| >> Sure and that happens. Journalists will cherry pick data to tell the story they want. But there is a difference. If the data is out there someone can dispute the journalists characterization. Does it actually happen though? The media controls most of the narrative, including what goes into legislative discussions. The "paper of record" becomes history while everything else goes into a vast firehose of tweets which get washed away by the dominant narrative. Real recent example. NYTimes June 21, 2021: "How Big Tech Allows the Racial Wealth Gap to Persist" https://www.nytimes.com/2021/06/21/us/politics/big-tech-raci... So according to the NYTimes, "big tech" allows a racial wealth gap. Consider that this is the only industry where Asians, Indians, and others are actually allowed to consistently and widely climb ranks into senior management. The ultimate irony is -- this is coming from the NYTimes -- a small group of mostly white, rich, people in Brooklyn and the Upper West Side of Manhattan -- with almost zero diversity at the executive ranks -- is saying this.
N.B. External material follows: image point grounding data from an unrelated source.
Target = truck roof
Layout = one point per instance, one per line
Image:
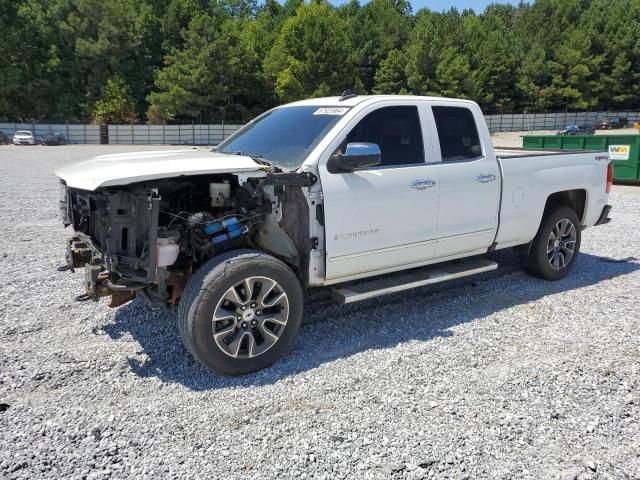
(356, 100)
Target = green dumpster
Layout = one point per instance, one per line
(624, 150)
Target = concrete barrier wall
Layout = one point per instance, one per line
(212, 134)
(74, 133)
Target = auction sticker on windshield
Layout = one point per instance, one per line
(331, 111)
(619, 152)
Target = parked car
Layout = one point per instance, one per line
(24, 137)
(613, 123)
(369, 187)
(578, 130)
(54, 139)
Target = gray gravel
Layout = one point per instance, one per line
(502, 376)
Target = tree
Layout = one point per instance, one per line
(116, 104)
(310, 56)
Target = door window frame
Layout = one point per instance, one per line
(436, 136)
(426, 130)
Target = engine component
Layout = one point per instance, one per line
(220, 193)
(227, 229)
(167, 251)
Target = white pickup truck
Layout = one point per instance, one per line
(358, 194)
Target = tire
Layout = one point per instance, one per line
(551, 255)
(251, 332)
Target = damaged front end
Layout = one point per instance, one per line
(148, 238)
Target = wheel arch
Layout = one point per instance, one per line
(576, 199)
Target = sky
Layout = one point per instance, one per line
(439, 5)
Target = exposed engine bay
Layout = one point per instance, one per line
(148, 238)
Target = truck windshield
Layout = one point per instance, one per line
(284, 136)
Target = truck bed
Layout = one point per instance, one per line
(515, 152)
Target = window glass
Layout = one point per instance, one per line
(284, 136)
(396, 130)
(458, 134)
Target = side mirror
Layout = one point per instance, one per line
(355, 156)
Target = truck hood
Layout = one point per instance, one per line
(132, 167)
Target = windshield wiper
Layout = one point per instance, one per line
(256, 157)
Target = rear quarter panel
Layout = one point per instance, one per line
(529, 181)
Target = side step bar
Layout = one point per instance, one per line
(415, 278)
Further, there is no discussion about the FAANG exams, hiring committees, etc -- or the fact that the authors hire on no objective measures themselves -- they are mostly hired based on which elite private school they attended. So what happens? We end up with congressional investigations on big tech monopolies (worth looking into) but ignore obvious monopolies like my mobile phone provider, my healthcare providers, etc -- places that charge a pound of flesh and have no competitors. |
You can't be serious.
I can list a litany of topics--the dangers of sugar, smoking, carbon emissions--where corporations, through their vast war chests, lobbying connections, and pliant journalists, have more than successfully controlled the narrative.